Pero también cabe aclarar otra de las características de la mejor publicidad televisiva actual: es la casi segura imposibilidad de enterarse o al menos de recordar de qué producto se trata, qué es lo que nos quieren de vender. Y no debe ser un fenómeno ajeno al anterior.
Probablemente las virtudes y los defectos de los mejores avisos (que en sentido estricto, entonces, acaso no lo son) deben resultar indiscernibles, ser apenas las dos caras de una misma moneda: el camino indirecto de referencia y la digresión sistemática parecen ser atributos infaltables a la hora de imaginar algo nuevo en el campo creativo de la publicidad, con el consiguiente riesgo de eludir, escamotear el objeto. O incluso la marca misma. Porque siempre –por consigna tácita– se habla de otra cosa y cuanto mayor es la distancia del discurso utilizado respecto del objeto/marca a publicitar, mayor es el desafío para la proeza final, mayor la voltereta creativa que (mal o bien) los asocia.
Lo que resulta de esto es que uno (mentalmente) compra. Pero lo que compra no es el puto coche, la bebida embebida en nada o el celular bilingüe sino el aviso mismo, acaso el actor, el intuido director creativo, la idea loca, el chiste, la minita, la breve historia tan bien contada.
Ya sé que son todas obviedades.
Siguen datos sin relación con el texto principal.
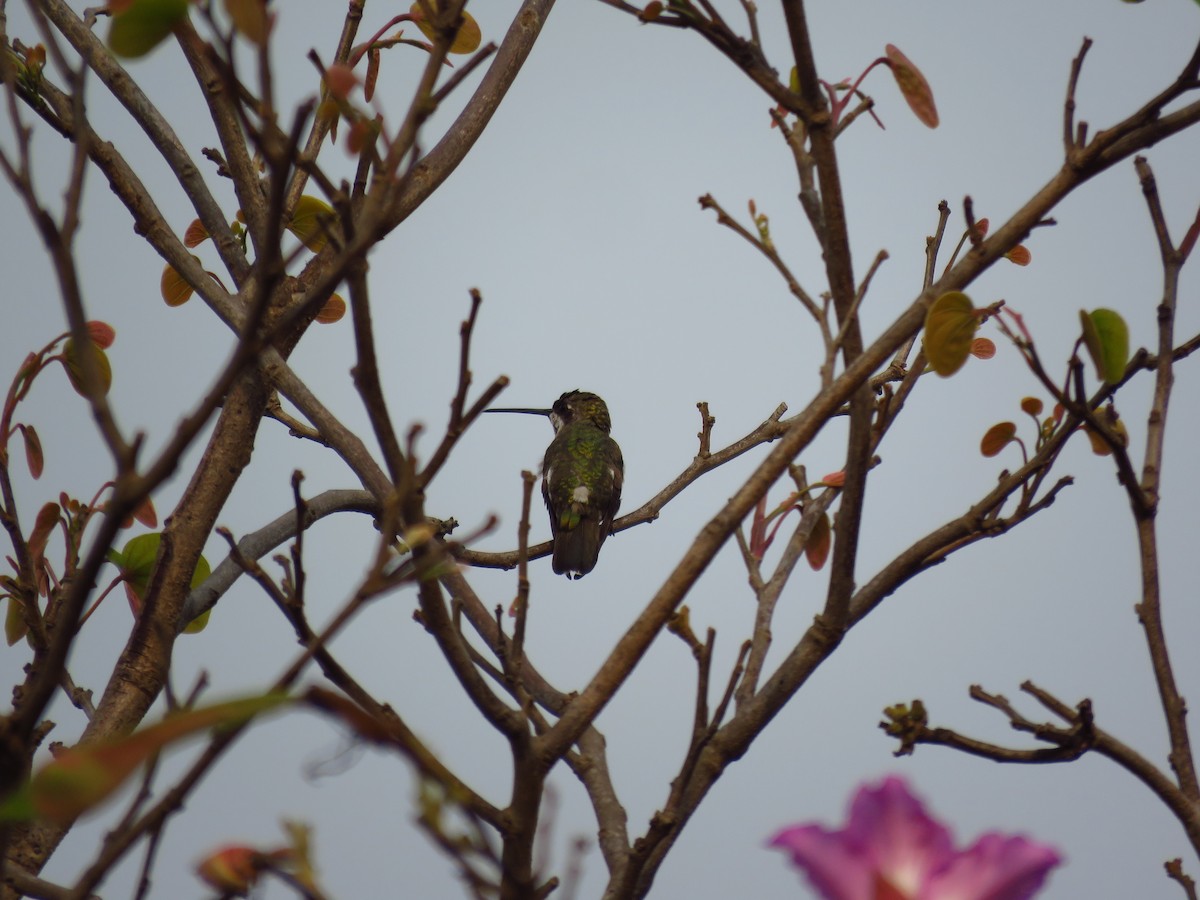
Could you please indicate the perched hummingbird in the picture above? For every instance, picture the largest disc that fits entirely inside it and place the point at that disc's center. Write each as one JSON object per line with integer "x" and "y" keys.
{"x": 581, "y": 479}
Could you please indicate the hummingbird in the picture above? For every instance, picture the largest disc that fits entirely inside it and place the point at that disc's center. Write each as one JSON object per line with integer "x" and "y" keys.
{"x": 581, "y": 479}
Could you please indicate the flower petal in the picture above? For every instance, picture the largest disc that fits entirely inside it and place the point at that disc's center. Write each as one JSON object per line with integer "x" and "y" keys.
{"x": 996, "y": 868}
{"x": 835, "y": 868}
{"x": 905, "y": 845}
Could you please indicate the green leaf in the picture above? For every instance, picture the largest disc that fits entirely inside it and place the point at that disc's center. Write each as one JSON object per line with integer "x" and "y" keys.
{"x": 251, "y": 19}
{"x": 81, "y": 778}
{"x": 141, "y": 25}
{"x": 949, "y": 329}
{"x": 203, "y": 570}
{"x": 137, "y": 561}
{"x": 1107, "y": 339}
{"x": 75, "y": 367}
{"x": 466, "y": 40}
{"x": 307, "y": 222}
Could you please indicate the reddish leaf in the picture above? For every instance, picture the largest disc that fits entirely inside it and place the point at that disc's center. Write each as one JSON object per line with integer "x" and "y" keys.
{"x": 983, "y": 348}
{"x": 15, "y": 625}
{"x": 333, "y": 310}
{"x": 196, "y": 234}
{"x": 372, "y": 73}
{"x": 34, "y": 457}
{"x": 81, "y": 778}
{"x": 173, "y": 288}
{"x": 816, "y": 549}
{"x": 1019, "y": 255}
{"x": 232, "y": 870}
{"x": 913, "y": 85}
{"x": 145, "y": 514}
{"x": 999, "y": 437}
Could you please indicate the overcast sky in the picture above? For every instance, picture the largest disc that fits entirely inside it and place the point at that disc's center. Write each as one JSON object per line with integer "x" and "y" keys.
{"x": 576, "y": 217}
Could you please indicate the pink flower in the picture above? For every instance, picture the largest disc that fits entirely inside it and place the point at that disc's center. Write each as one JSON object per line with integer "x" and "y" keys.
{"x": 893, "y": 850}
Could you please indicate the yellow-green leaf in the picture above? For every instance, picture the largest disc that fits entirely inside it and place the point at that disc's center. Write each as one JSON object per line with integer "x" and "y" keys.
{"x": 466, "y": 40}
{"x": 141, "y": 25}
{"x": 949, "y": 329}
{"x": 76, "y": 371}
{"x": 1107, "y": 339}
{"x": 137, "y": 561}
{"x": 310, "y": 220}
{"x": 81, "y": 778}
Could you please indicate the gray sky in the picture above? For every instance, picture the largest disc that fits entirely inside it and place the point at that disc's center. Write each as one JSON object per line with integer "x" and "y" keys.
{"x": 576, "y": 216}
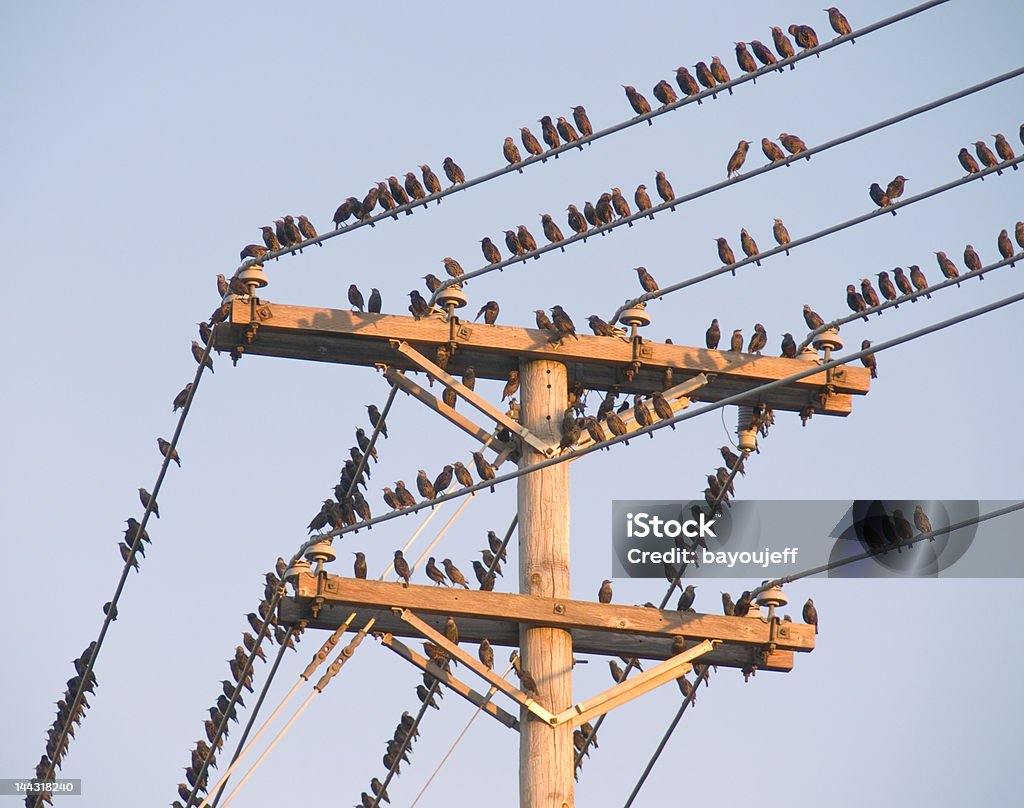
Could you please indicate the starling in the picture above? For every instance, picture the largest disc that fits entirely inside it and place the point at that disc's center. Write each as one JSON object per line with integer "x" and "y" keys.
{"x": 413, "y": 186}
{"x": 812, "y": 319}
{"x": 549, "y": 133}
{"x": 970, "y": 164}
{"x": 454, "y": 575}
{"x": 713, "y": 336}
{"x": 526, "y": 240}
{"x": 664, "y": 188}
{"x": 895, "y": 188}
{"x": 648, "y": 284}
{"x": 148, "y": 502}
{"x": 430, "y": 180}
{"x": 720, "y": 73}
{"x": 744, "y": 59}
{"x": 551, "y": 231}
{"x": 855, "y": 300}
{"x": 868, "y": 293}
{"x": 781, "y": 235}
{"x": 706, "y": 77}
{"x": 567, "y": 133}
{"x": 887, "y": 288}
{"x": 948, "y": 267}
{"x": 736, "y": 161}
{"x": 637, "y": 101}
{"x": 765, "y": 56}
{"x": 486, "y": 654}
{"x": 1004, "y": 150}
{"x": 168, "y": 452}
{"x": 662, "y": 407}
{"x": 988, "y": 160}
{"x": 562, "y": 323}
{"x": 771, "y": 150}
{"x": 202, "y": 356}
{"x": 1006, "y": 246}
{"x": 582, "y": 121}
{"x": 758, "y": 340}
{"x": 918, "y": 278}
{"x": 811, "y": 614}
{"x": 805, "y": 36}
{"x": 462, "y": 474}
{"x": 665, "y": 93}
{"x": 868, "y": 359}
{"x": 484, "y": 469}
{"x": 725, "y": 252}
{"x": 418, "y": 305}
{"x": 782, "y": 44}
{"x": 181, "y": 397}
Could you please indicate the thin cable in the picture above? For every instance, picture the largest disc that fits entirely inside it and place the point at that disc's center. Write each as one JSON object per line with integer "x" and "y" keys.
{"x": 581, "y": 237}
{"x": 599, "y": 134}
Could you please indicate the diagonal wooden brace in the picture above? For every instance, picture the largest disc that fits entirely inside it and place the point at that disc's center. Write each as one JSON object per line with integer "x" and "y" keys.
{"x": 448, "y": 679}
{"x": 631, "y": 688}
{"x": 476, "y": 667}
{"x": 483, "y": 406}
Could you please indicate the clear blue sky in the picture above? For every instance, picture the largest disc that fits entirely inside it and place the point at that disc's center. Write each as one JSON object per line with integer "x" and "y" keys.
{"x": 146, "y": 143}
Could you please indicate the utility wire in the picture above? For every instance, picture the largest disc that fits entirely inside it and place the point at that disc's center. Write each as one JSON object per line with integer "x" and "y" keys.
{"x": 806, "y": 155}
{"x": 686, "y": 99}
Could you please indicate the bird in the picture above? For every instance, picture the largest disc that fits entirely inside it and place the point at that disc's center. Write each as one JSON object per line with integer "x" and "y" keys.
{"x": 454, "y": 573}
{"x": 582, "y": 121}
{"x": 967, "y": 160}
{"x": 988, "y": 160}
{"x": 1004, "y": 150}
{"x": 855, "y": 300}
{"x": 887, "y": 288}
{"x": 168, "y": 452}
{"x": 736, "y": 161}
{"x": 637, "y": 101}
{"x": 713, "y": 336}
{"x": 401, "y": 567}
{"x": 781, "y": 235}
{"x": 811, "y": 614}
{"x": 868, "y": 359}
{"x": 359, "y": 565}
{"x": 749, "y": 245}
{"x": 551, "y": 231}
{"x": 839, "y": 22}
{"x": 148, "y": 502}
{"x": 744, "y": 59}
{"x": 202, "y": 356}
{"x": 772, "y": 151}
{"x": 665, "y": 93}
{"x": 453, "y": 172}
{"x": 868, "y": 293}
{"x": 947, "y": 266}
{"x": 430, "y": 180}
{"x": 511, "y": 153}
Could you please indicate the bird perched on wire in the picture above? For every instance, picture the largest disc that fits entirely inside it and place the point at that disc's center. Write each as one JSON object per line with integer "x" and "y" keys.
{"x": 736, "y": 161}
{"x": 453, "y": 172}
{"x": 868, "y": 359}
{"x": 637, "y": 101}
{"x": 781, "y": 235}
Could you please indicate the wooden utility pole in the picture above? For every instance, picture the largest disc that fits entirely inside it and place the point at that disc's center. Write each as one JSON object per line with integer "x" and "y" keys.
{"x": 546, "y": 754}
Pero es que a veces, como ahora por ejemplo, con los Juegos Olímpicos, un momento en que “necesariamente” reaparecen las banderitas y las apelaciones nacionales con alcohol, tarjetas de crédito y zapatillas incorporadas en el mensaje vendedor desde los lugares más insólitos, recrudece la sensación de esquizofrenia, de profundo sinsentido: ¿qué carajo se vende? Quiero decir: ¿qué vende un aviso que apela a la Argentina/los argentinos/lo argentino?
Dejemos de lado los ocasionales y vayamos a los avisadores casi orgánicos que trafican banderas y colores. Una sensación es que el sponsor –categoría de supuesto privilegio o noble procerato– además de venderse a sí mismo se vende como auspiciante y comprador y consumidor consecuente, a su vez, de una marca que él mismo, el sponsor, recomienda: Argentina.
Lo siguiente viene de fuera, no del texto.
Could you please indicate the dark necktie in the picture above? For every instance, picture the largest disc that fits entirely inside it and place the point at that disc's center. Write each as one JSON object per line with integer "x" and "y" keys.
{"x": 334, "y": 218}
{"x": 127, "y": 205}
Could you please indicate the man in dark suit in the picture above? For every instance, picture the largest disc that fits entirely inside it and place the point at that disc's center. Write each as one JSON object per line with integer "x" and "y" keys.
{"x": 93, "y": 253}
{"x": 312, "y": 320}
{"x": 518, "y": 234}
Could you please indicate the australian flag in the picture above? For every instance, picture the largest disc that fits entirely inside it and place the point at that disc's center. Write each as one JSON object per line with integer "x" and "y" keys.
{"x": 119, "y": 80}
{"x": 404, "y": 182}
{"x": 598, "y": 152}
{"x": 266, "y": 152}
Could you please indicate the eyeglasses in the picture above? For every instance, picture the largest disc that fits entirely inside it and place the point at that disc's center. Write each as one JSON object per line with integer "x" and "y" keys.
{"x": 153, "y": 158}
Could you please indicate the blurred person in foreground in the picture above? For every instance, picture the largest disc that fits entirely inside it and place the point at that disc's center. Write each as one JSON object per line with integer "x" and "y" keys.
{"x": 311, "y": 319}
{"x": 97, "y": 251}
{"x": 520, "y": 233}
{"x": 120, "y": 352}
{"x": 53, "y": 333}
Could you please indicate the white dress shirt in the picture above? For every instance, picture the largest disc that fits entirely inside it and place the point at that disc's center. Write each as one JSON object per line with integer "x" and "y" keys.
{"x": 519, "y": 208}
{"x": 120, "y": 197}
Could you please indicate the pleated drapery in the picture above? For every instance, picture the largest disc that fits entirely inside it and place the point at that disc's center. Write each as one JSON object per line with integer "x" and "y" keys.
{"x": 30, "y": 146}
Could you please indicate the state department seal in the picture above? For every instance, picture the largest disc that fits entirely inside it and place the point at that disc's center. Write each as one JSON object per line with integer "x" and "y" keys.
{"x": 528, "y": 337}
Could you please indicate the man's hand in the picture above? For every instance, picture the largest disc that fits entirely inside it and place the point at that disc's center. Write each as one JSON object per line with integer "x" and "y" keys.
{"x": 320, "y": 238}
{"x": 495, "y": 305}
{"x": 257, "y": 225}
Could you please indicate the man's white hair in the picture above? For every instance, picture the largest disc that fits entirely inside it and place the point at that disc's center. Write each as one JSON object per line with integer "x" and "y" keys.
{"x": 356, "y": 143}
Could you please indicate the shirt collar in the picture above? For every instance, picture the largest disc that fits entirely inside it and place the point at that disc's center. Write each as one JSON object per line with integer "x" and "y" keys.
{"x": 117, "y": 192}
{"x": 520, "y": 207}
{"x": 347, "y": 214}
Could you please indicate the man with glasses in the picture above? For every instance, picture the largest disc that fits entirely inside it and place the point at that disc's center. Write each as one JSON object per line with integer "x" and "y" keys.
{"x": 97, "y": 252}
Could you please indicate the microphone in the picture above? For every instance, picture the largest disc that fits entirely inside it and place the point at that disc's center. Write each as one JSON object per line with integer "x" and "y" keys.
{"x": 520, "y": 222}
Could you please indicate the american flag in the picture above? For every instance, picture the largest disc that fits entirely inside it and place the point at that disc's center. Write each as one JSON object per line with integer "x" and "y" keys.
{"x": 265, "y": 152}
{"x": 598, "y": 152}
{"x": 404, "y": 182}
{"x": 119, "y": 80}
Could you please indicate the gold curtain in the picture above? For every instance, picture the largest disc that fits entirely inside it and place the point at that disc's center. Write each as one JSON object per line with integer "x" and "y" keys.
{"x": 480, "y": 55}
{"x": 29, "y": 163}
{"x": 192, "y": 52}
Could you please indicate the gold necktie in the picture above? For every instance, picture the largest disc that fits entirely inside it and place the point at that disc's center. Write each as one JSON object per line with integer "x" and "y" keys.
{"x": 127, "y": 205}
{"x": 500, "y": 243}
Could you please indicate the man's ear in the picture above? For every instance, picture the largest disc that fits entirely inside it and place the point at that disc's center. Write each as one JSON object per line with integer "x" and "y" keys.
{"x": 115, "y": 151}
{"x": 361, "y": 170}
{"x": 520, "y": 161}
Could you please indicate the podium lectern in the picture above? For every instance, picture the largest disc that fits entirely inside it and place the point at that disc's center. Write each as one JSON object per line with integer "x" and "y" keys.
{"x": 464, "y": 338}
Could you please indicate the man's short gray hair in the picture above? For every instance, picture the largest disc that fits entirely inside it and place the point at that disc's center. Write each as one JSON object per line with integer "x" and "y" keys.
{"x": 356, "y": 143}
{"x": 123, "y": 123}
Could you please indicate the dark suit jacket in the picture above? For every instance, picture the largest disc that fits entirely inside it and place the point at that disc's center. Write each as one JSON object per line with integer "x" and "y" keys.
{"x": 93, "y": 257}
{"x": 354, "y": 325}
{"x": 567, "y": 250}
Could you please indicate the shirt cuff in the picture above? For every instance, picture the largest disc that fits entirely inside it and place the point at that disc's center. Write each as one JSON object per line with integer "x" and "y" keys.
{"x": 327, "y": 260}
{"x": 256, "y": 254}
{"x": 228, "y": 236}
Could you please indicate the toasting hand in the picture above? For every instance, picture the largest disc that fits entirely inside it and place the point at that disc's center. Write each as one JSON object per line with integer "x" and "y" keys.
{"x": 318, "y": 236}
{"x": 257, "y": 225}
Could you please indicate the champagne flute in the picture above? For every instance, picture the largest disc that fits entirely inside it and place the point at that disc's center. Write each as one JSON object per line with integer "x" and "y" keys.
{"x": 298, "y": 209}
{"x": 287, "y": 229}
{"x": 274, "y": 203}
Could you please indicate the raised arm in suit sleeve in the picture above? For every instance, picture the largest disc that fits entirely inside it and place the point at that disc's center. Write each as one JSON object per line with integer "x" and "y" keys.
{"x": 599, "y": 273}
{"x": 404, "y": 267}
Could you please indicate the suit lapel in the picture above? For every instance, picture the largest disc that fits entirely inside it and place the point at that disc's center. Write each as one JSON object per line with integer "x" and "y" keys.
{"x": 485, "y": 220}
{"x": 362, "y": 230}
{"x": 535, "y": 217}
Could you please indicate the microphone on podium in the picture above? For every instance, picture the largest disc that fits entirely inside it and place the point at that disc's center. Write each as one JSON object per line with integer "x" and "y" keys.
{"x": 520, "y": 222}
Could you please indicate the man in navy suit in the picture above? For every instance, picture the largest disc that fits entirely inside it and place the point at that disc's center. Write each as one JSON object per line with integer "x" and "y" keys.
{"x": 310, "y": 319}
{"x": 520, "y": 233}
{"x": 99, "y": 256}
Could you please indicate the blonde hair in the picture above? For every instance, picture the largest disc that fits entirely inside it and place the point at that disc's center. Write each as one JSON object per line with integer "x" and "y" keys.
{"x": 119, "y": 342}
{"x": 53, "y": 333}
¿Qué es la Argentina que vende/compra el sponsor? ¿Una nación, un país, un mercado, un territorio de caza, una manga de boludos, un paisaje debidamente seleccionado y acondicionado? Y ese producto que compran/venden/auspician los sponsors, ¿en qué se diferencia de la patria propietaria de la derecha argentina? ¿Y de la de las banderitas que reparte Radio 10 y hacen flamear los taxistas porteños?
La sensación es que cada uno, cada sector –podemos incluir al gobierno de turno– arma un aviso creativo a su medida, una historia más o menos ingeniosa en la que cada uno se incluye para que se sepa que está ahí, que es quien pasa/inventa el aviso. Y que vende y recomienda (porque antes ha comprado) algo que se llama Argentina/los argentinos/lo argentino.
Como en el viejo chiste acerca de Dios y la publicidad, quiero que se me permita –sorprendido– reconocer el mérito de aquellos más o menos cínicos que son capaces de intentar vender un supuestamente bello y amado producto que nadie ha visto funcionando, no se sabe bien para qué sirve, ni parece que haya quien quiera comprar.